It may be troubling for Michigan readers to hear that a photojournalist was recently arrested and held for hours for recording footage of undercover police officers arresting somebody on the street. Police later released the journalist and admitted that she had not broken any laws, but not before interrogating her and keeping her in custody for six and a half hours.

The woman subject to this treatment is a photographer for the Detroit Free Press. She and a reporter were on the street for a video training session when they witnessed several men and one woman escorting a man to a police car. The officers wore black shirts and bulletproof vests, some of which had "POLICE" written on it.

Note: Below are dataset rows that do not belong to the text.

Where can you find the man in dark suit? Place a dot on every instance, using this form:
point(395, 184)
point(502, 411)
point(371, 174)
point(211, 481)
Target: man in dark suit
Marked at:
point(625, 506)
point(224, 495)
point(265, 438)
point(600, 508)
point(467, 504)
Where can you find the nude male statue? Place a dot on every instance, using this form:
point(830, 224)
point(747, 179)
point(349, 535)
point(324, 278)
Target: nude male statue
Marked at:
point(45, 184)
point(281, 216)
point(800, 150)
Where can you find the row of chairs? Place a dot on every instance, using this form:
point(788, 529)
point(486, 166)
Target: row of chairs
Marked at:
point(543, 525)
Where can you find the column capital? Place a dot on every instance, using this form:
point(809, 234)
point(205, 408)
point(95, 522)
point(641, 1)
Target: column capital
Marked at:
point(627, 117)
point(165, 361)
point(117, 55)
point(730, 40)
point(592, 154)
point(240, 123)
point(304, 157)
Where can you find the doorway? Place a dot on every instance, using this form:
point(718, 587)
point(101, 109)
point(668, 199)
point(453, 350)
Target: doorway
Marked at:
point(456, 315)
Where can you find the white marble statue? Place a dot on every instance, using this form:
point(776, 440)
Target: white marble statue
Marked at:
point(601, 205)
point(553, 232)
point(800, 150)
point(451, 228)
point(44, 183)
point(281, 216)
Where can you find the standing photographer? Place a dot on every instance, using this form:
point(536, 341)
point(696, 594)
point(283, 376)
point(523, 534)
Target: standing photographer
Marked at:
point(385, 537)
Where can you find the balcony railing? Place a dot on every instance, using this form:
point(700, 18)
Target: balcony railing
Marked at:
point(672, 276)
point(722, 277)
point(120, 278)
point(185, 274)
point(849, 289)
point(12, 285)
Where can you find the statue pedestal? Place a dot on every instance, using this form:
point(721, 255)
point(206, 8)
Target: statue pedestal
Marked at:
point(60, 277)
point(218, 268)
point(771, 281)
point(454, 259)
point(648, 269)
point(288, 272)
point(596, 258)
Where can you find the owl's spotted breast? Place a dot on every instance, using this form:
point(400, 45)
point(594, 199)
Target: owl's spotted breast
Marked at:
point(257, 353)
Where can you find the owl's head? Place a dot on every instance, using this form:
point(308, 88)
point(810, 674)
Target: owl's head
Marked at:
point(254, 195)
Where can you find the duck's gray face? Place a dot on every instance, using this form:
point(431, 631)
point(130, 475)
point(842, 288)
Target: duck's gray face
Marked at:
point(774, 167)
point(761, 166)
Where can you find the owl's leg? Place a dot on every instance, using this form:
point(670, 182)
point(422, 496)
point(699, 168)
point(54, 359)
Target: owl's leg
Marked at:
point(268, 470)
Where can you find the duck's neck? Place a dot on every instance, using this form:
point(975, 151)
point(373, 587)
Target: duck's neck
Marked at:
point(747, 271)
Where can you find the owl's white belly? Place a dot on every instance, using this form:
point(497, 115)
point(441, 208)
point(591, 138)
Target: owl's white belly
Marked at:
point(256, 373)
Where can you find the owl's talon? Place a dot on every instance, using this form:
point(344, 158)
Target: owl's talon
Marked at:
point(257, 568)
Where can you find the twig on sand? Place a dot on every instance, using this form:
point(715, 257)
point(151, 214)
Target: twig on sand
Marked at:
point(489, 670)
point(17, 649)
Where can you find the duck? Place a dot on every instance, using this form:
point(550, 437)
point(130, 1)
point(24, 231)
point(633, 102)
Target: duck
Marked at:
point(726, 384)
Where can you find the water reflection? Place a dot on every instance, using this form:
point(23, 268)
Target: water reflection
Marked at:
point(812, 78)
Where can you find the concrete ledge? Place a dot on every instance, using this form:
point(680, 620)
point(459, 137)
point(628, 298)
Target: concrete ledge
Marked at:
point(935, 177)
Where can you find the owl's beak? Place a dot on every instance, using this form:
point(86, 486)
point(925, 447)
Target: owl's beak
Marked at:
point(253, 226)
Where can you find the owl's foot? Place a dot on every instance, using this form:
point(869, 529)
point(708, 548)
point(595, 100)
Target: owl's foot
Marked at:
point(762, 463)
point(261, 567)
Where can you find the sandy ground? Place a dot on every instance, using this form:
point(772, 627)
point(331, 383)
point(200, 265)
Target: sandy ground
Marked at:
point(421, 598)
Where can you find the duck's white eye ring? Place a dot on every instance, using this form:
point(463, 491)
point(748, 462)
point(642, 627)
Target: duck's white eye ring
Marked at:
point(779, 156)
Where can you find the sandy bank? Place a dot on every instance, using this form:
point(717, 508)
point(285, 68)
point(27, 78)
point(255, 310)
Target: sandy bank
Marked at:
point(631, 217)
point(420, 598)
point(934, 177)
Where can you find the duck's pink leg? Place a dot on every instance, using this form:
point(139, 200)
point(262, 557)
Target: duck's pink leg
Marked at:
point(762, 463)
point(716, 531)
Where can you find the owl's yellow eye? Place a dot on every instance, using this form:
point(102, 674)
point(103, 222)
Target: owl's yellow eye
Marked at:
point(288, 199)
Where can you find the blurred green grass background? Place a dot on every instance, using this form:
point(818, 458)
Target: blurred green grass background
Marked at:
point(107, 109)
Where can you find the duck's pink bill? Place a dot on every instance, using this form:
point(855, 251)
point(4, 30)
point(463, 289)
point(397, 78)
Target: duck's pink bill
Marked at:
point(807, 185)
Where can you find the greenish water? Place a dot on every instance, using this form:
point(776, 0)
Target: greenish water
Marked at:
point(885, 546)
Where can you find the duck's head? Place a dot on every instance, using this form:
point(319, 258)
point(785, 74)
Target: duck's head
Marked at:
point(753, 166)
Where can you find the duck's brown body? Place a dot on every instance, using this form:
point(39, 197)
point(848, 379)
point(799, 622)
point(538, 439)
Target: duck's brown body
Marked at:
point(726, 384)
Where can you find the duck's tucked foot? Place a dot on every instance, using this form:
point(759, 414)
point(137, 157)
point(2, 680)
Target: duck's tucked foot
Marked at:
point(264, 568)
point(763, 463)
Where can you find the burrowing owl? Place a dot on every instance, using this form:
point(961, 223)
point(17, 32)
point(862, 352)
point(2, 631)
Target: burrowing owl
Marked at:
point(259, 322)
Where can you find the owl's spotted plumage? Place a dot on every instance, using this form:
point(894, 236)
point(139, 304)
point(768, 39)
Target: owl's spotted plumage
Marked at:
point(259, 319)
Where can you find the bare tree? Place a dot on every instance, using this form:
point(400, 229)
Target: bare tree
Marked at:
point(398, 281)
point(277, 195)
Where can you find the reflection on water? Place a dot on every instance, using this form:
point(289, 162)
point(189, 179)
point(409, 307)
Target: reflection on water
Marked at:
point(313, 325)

The photographer took out her smartphone and began filming the scene. In the video, an officer confronts her while they search the suspect. The photographer, who was wearing press credentials, told the officer that she is a journalist but the officer says "I don't care who you are." The camera suddenly points toward the ground as the officer wrestles the phone away before arresting the woman.

It is not clear what law the officer claimed the reporter was breaking. Though police often do not like being filmed in public, it is legal to do so.

The woman was taken to a police station and interrogated in the same room as the arrested man. They asked for her name and address and held her for six and a half hours before releasing her without charging her.

When questioned by Free Press editors, a Detroit deputy police chief apologized for the officer's conduct and admitted that the photographer had done nothing wrong. He said the incident would be investigated.

Abuse of police power is a concern whenever it occurs in Michigan. Even when an arrest is based on dubious allegations, the arrested person may still face hours of detention and could be charged based on the officer's version of events.